Broken compilers (Was Portability of passing/operating on structures)
Richard A. O'Keefe
ok at quintus.uucp
Tue Oct 25 19:43:57 AEST 1988
In article <7356 at ihlpl.ATT.COM> knudsen at ihlpl.ATT.COM (Knudsen) writes:
>In article <73946 at sun.uucp>, jamesa%betelgeuse at Sun.COM (James D. Allen) writes:
>
>> struct {
>> whatever;
>> } st;
>> /* the next will be treated as though it were "foo(&st);" */
>> foo(st);
I've been using C since version 6+, and I've never seen a compiler that
did that. structs and unions have been passed by value since UNIX V7.
>This is my main objection to structure and array assignment and
>passing. Aside from being hideously wasteful of time and stack space,
>they permit common typo errors (omission of &) to go undetected.
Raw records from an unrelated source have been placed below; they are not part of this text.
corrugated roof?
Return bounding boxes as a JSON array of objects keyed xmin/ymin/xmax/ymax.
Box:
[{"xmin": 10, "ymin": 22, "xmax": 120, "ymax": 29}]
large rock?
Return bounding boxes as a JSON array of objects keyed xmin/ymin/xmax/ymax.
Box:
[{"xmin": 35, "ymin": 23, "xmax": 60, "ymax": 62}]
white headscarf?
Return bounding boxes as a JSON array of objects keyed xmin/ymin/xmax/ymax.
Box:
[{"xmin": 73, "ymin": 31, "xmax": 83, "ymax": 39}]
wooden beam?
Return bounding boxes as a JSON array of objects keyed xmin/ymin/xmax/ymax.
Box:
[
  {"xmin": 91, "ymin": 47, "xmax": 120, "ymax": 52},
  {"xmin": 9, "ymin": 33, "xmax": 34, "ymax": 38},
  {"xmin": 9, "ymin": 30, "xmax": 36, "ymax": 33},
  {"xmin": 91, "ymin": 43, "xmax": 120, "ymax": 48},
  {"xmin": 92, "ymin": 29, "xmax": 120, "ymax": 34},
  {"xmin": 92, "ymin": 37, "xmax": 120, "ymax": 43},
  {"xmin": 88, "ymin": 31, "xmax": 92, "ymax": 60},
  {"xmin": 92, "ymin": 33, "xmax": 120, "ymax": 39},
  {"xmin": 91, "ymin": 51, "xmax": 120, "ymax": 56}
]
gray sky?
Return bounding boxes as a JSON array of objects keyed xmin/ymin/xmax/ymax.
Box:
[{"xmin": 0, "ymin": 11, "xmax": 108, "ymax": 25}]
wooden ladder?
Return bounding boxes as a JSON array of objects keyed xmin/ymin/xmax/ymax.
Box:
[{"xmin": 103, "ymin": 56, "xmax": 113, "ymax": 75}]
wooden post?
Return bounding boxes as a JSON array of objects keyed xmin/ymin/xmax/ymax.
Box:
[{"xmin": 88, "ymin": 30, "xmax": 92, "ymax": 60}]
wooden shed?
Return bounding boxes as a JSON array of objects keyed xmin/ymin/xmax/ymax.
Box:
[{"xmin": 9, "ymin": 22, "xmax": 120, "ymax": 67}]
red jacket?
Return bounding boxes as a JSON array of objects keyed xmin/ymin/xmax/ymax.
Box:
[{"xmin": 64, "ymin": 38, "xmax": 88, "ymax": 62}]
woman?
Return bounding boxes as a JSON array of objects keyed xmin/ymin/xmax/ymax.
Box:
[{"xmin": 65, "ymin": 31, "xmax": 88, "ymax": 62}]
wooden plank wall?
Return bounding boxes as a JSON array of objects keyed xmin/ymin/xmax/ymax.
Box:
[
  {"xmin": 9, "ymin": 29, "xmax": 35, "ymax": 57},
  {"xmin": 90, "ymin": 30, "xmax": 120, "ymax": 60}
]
(a) hideously wasteful of time and stack space compared to WHAT?
No-one is forcing you to pass structs by value if you don't want to.
And if x and y are struct variables,
x = y;
should be at least as fast as anything you could have written to do
the same job. C hasn't got array assignment, otherwise the same
remark would apply. (struct assignment typically takes NO stack space.)
(b) cc is half a compiler. The other half is called lint. There has never
been any reason why a C compiler couldn't give you a warning message
when a call disagreed with a function definition in the same file; I've
met a UNIX C compiler that did it (viva Orion!).